Public health interpretation:
The analysis suggests that several individual and behavioral factors are associated with mentally unhealthy days among U.S. adults. In particular, physically unhealthy days appears to be the strongest predictor, as it had the largest F-statistic and a clear positive association with mentally unhealthy days. Other factors such as smoking, exercise, age group, income, and education also showed meaningful associations, although some specific categories within these variables were not statistically significant after adjustment. For example, certain income and education levels did not differ significantly from their reference groups. Because the BRFSS is a cross-sectional survey, these results cannot establish causality or temporal direction. It is possible that poor physical or mental health influences behaviors such as smoking or exercise, rather than the reverse. Additionally,confounders such as employment status, marital status, chronic disease burden, access to healthcare, and social support could bias the observed associations.

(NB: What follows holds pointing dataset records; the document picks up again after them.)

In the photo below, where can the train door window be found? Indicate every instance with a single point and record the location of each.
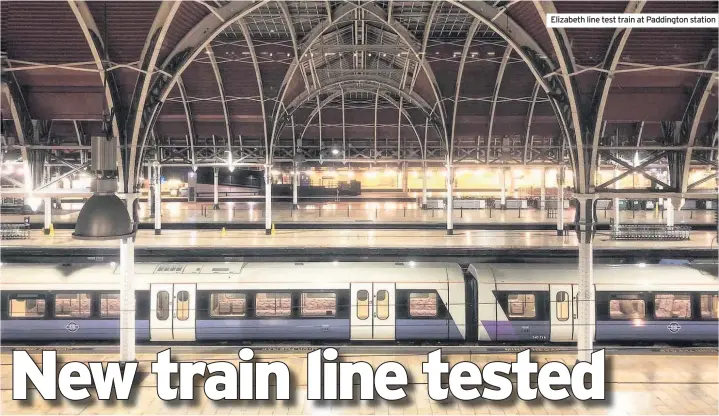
(362, 305)
(626, 307)
(183, 305)
(163, 305)
(671, 306)
(710, 306)
(228, 304)
(522, 305)
(562, 305)
(422, 305)
(72, 305)
(109, 305)
(382, 305)
(273, 304)
(319, 304)
(27, 307)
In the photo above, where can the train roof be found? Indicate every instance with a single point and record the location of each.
(234, 272)
(603, 274)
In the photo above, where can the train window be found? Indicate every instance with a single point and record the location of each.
(422, 305)
(183, 305)
(273, 304)
(72, 305)
(710, 306)
(109, 305)
(562, 305)
(163, 305)
(27, 308)
(319, 304)
(671, 306)
(228, 304)
(626, 307)
(521, 305)
(382, 305)
(362, 305)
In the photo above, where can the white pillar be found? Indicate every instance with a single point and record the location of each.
(150, 203)
(669, 204)
(503, 192)
(268, 201)
(543, 190)
(48, 216)
(450, 225)
(424, 185)
(295, 187)
(158, 202)
(127, 292)
(215, 188)
(560, 201)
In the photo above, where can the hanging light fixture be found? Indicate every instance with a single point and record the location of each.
(104, 216)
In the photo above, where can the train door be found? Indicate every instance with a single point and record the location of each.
(172, 312)
(561, 313)
(372, 311)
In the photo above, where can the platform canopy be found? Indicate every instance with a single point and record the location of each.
(360, 83)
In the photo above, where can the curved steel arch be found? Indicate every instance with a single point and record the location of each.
(316, 32)
(97, 49)
(377, 93)
(601, 93)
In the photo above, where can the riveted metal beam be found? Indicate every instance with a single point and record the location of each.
(253, 53)
(458, 85)
(221, 88)
(495, 96)
(601, 92)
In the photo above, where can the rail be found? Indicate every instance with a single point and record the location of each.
(650, 232)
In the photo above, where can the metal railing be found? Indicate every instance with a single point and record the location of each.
(14, 231)
(650, 232)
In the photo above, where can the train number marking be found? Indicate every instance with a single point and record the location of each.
(674, 327)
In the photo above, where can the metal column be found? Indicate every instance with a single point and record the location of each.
(295, 186)
(669, 204)
(127, 291)
(268, 201)
(450, 226)
(215, 189)
(158, 202)
(585, 296)
(503, 182)
(424, 185)
(150, 186)
(48, 216)
(560, 201)
(543, 190)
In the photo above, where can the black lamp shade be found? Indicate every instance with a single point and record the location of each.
(103, 217)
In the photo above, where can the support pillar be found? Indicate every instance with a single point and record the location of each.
(450, 225)
(268, 200)
(560, 201)
(48, 216)
(150, 187)
(215, 189)
(158, 202)
(503, 192)
(669, 204)
(586, 220)
(127, 292)
(424, 185)
(543, 190)
(295, 187)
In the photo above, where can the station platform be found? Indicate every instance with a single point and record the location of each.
(346, 245)
(388, 215)
(671, 383)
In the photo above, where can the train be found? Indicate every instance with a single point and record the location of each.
(358, 302)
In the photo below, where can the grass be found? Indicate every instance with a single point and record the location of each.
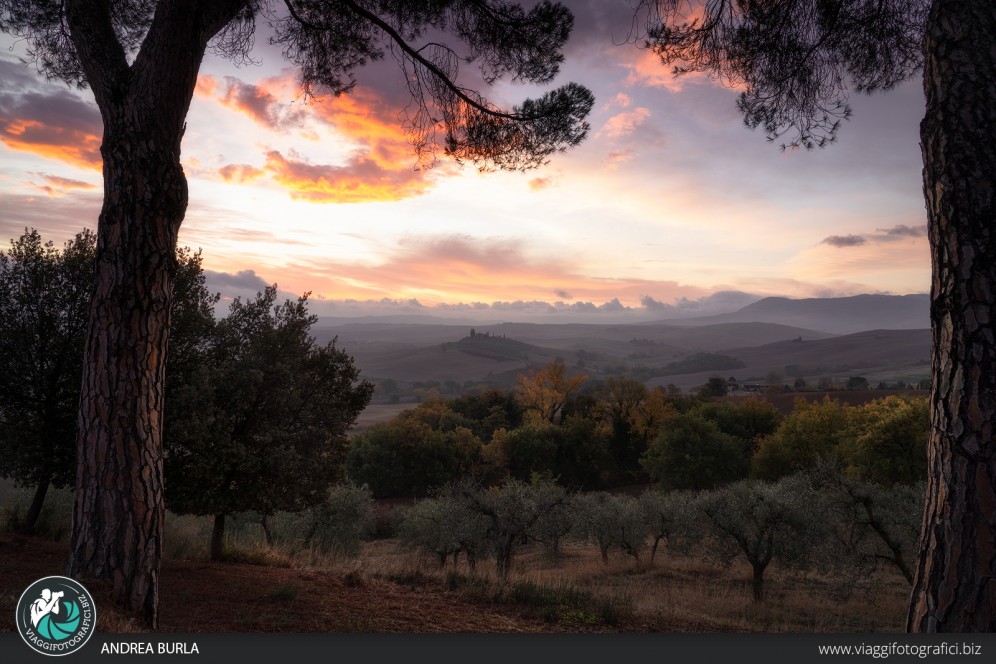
(577, 592)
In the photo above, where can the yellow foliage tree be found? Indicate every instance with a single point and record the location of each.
(544, 393)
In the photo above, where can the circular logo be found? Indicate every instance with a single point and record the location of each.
(56, 615)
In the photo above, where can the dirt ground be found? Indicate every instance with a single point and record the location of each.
(231, 597)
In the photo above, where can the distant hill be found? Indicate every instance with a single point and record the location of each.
(836, 315)
(875, 354)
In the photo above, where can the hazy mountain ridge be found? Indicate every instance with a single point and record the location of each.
(891, 346)
(840, 315)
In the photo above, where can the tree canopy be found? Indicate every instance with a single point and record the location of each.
(795, 63)
(261, 425)
(140, 59)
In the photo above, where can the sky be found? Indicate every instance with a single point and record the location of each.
(671, 207)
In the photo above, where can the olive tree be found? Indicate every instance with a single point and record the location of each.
(140, 59)
(262, 425)
(762, 522)
(44, 294)
(796, 62)
(612, 522)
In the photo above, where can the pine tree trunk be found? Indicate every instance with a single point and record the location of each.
(954, 588)
(218, 538)
(118, 515)
(34, 510)
(757, 581)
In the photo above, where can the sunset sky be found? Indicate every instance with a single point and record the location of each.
(672, 206)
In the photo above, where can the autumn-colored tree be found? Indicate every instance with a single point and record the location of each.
(886, 440)
(544, 392)
(796, 63)
(813, 431)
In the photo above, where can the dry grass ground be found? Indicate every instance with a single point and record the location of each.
(385, 589)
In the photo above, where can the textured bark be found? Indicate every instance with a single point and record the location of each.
(955, 581)
(117, 527)
(218, 538)
(119, 508)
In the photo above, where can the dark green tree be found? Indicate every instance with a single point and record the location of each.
(796, 62)
(407, 457)
(140, 59)
(261, 424)
(44, 295)
(692, 453)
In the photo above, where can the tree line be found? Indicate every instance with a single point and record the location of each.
(619, 432)
(818, 519)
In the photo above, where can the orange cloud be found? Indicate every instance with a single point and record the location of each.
(261, 102)
(380, 168)
(58, 186)
(54, 124)
(465, 269)
(538, 184)
(623, 124)
(73, 147)
(361, 180)
(368, 119)
(207, 86)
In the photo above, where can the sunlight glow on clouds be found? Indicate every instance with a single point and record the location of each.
(670, 205)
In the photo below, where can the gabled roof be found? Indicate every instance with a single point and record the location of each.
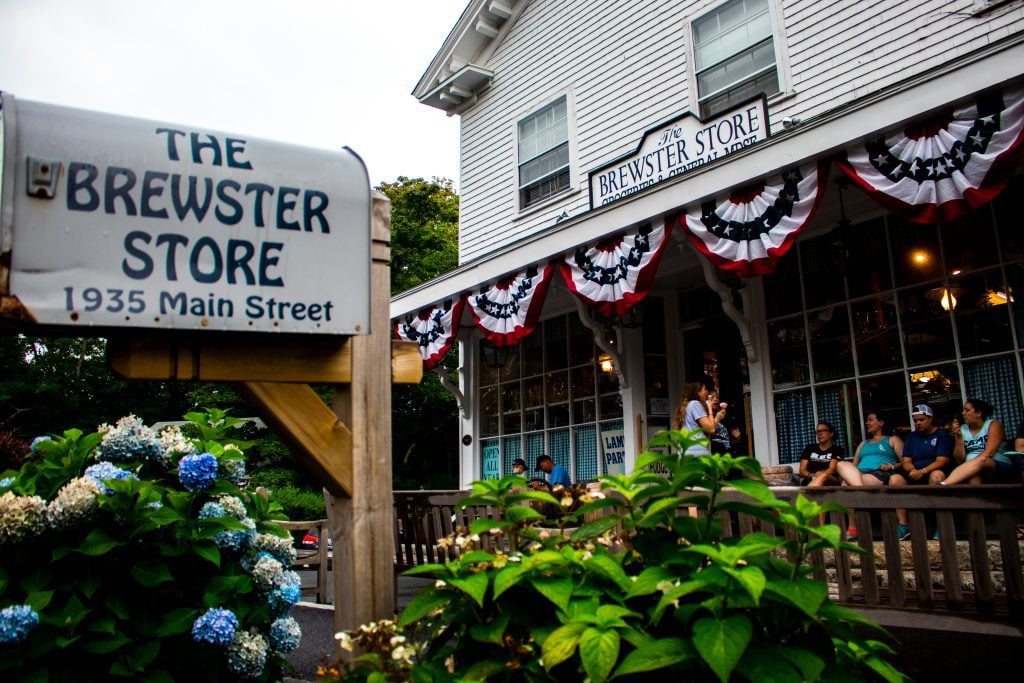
(459, 71)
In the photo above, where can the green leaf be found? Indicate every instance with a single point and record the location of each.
(107, 645)
(560, 645)
(721, 642)
(649, 580)
(605, 566)
(556, 589)
(151, 572)
(657, 654)
(177, 621)
(424, 603)
(508, 577)
(805, 594)
(208, 551)
(595, 528)
(599, 651)
(475, 586)
(491, 632)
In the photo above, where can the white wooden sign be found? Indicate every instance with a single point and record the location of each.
(112, 221)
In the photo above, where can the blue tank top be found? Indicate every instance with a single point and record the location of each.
(876, 454)
(974, 444)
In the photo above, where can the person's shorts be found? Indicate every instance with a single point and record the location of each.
(880, 475)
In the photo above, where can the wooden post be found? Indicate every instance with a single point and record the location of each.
(361, 524)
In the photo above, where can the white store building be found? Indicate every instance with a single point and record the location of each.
(815, 203)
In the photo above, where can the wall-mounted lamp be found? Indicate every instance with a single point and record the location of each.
(494, 355)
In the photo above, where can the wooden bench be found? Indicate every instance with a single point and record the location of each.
(309, 559)
(916, 583)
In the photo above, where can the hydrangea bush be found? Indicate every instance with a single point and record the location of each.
(630, 587)
(132, 554)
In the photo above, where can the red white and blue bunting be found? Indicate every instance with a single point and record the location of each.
(943, 168)
(613, 275)
(433, 329)
(509, 309)
(748, 231)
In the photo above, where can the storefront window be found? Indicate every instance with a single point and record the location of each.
(934, 315)
(552, 381)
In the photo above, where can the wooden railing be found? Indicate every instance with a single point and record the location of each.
(969, 579)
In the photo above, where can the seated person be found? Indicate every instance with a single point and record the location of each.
(928, 452)
(556, 473)
(877, 460)
(819, 461)
(981, 442)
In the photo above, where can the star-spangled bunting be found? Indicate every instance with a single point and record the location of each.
(749, 230)
(509, 309)
(613, 275)
(941, 169)
(433, 329)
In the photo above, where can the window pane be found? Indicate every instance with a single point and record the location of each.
(980, 311)
(819, 259)
(915, 252)
(788, 351)
(830, 348)
(927, 326)
(937, 386)
(875, 330)
(970, 243)
(866, 258)
(888, 394)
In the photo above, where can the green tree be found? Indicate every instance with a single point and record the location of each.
(424, 245)
(424, 229)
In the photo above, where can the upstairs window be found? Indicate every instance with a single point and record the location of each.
(544, 154)
(734, 55)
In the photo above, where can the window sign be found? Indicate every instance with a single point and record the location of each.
(677, 147)
(114, 221)
(613, 451)
(492, 456)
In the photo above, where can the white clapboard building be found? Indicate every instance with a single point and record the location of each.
(816, 203)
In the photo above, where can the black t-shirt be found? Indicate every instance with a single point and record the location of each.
(819, 459)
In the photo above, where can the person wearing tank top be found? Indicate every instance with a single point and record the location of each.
(981, 444)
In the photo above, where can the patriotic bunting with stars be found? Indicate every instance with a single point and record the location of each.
(433, 329)
(751, 229)
(613, 275)
(943, 168)
(508, 310)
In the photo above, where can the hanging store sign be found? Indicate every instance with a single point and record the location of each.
(677, 147)
(112, 222)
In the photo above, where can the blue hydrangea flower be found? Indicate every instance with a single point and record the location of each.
(215, 626)
(247, 654)
(103, 471)
(36, 441)
(198, 472)
(131, 439)
(285, 634)
(15, 623)
(288, 593)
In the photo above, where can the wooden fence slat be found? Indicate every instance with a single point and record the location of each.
(919, 551)
(865, 539)
(950, 563)
(983, 588)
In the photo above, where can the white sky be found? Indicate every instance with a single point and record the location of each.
(318, 73)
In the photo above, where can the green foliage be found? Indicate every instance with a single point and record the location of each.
(120, 567)
(630, 586)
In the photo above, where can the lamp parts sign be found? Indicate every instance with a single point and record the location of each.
(677, 147)
(113, 221)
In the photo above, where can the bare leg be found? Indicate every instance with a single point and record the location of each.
(971, 471)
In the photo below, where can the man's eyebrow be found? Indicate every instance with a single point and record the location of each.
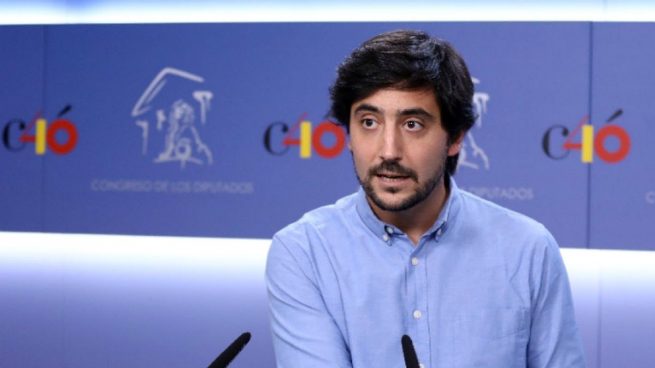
(367, 108)
(416, 111)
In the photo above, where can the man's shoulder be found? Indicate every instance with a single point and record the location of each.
(492, 217)
(321, 218)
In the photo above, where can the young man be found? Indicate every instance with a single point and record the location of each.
(472, 284)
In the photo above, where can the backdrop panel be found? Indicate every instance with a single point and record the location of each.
(623, 187)
(21, 100)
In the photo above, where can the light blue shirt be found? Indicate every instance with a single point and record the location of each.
(484, 287)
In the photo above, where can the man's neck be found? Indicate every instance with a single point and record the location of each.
(417, 220)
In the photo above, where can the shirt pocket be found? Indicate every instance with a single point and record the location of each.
(489, 337)
(492, 323)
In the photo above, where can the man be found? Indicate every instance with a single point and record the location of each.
(472, 284)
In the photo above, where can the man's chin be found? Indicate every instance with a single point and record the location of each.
(388, 201)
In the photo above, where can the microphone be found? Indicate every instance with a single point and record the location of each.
(411, 360)
(231, 352)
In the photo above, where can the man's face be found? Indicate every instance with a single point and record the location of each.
(399, 147)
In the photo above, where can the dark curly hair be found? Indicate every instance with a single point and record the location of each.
(408, 60)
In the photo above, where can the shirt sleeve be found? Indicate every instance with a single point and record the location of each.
(554, 337)
(304, 333)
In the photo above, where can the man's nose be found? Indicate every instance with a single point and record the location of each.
(391, 145)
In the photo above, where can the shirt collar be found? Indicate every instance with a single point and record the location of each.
(386, 231)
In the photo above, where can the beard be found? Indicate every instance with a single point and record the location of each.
(393, 166)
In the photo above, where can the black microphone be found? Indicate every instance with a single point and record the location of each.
(411, 360)
(231, 352)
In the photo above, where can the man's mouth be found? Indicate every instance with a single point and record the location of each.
(391, 176)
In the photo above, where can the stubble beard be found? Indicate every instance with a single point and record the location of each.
(419, 195)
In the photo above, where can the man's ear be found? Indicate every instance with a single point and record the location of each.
(456, 146)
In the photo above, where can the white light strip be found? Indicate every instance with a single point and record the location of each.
(249, 254)
(158, 254)
(199, 12)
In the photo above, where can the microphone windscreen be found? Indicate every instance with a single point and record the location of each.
(411, 360)
(231, 352)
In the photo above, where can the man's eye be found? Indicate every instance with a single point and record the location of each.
(413, 125)
(369, 123)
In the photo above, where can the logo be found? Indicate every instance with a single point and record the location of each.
(60, 136)
(168, 112)
(327, 139)
(611, 143)
(471, 154)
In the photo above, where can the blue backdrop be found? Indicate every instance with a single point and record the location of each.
(192, 129)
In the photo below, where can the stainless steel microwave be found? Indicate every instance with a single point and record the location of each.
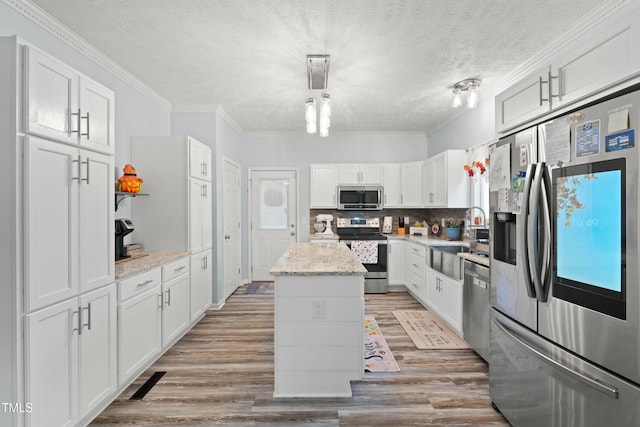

Adjusted R-squared provides additional information beyond regular R-squared because it accounts for the number of predictors included in the model and penalizes unnecessary complexity. This is especially important in this analysis, since multiple categorical variables such as age group, income, and education introduce many dummy variables, which can raise the regular R-squared even if they do not meaningfully improve model fit. Chunk tests are useful because they evaluate whether an entire set of related predictors, such as all income categories, contributes to the model as a whole. This is more informative than relying only on individual t-tests, since a categorical variable may be important overall even if not every category is statistically significant.